The chunk size for crypto_secretstream_xchacha20poly1305_push
calls
must match the cs
value from the Metadata section. Writers may write
data that is fewer than cs
bytes in the final call.
Writers may omit the Data section entirely when there is zero file data;
doing so can save 41 bytes (24 bytes for the init_push
header + 17 bytes
for the push
of the empty, final-tagged message).
In the example algebraicfile xxd
output from earlier, the Data section
is these
54 encrypted bytes:
- SNIP - 00000170: 3921 25d0 6999 949c 2d49 67b8 02bd 39cc 9!%.i...-Ig...9. 00000180: d2fe 71a4 4333 3472 8a2b cf73 143a 7a52 ..q.C34r.+.s.:zR 00000190: 1f79 051c b244 3489 9659 18ac 7be6 7724 .y...D4..Y..{.w$ 000001a0: 8bdf 7a62 1e77 2e2b 251e 05f5 2dfb df22 ..zb.w.+%...-.." - SNIP -
6. Checksum section
The 32-byte checksum is the SHA-256 sum of all the bytes in the preceding sections. Readers may forgo checksum verification.
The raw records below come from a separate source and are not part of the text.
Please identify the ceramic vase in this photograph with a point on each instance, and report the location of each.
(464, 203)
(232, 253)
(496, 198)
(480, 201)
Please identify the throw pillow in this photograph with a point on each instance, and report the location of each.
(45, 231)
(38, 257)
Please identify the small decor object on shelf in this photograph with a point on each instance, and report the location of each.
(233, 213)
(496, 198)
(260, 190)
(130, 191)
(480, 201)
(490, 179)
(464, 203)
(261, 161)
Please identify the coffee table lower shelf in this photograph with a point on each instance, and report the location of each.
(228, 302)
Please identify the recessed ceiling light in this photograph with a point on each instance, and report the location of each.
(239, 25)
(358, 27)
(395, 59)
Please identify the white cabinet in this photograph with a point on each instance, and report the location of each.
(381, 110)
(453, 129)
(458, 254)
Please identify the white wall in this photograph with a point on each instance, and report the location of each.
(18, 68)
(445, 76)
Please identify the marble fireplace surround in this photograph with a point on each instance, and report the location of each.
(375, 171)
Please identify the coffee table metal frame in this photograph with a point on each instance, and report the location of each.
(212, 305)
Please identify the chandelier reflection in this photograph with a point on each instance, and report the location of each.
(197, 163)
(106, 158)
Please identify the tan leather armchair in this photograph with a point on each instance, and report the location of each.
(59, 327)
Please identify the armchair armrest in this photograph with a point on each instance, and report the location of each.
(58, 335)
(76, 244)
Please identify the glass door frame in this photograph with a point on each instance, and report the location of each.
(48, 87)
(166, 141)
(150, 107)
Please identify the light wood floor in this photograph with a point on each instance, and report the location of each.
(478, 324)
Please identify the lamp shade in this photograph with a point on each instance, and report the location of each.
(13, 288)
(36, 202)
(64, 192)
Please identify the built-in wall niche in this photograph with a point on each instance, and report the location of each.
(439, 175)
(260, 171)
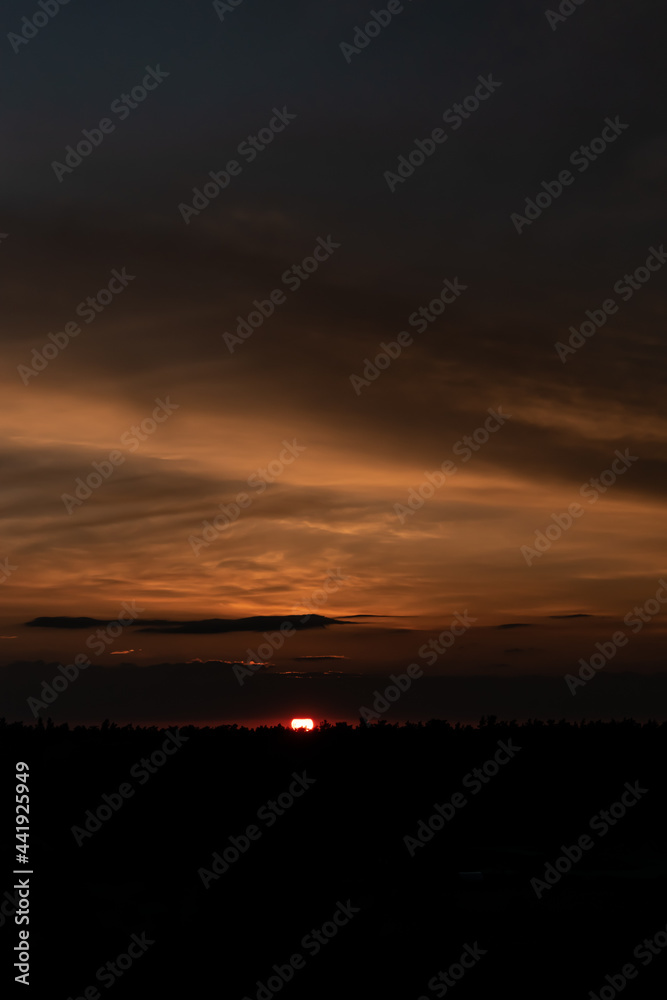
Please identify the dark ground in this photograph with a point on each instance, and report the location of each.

In the example algebraicfile xxd
output from earlier, the Checksum section
is these
final 32 bytes:
- SNIP - 000001a0: 8bdf 7a62 1e77 2e2b 251e 05f5 2dfb df22 ..zb.w.+%...-.." 000001b0: 335c b52d b61c edfc 1d2e cb5c f70c 2600 3\.-.......\..&. 000001c0: a404 e458 f7db 0a1a cf21 dd ...X.....!.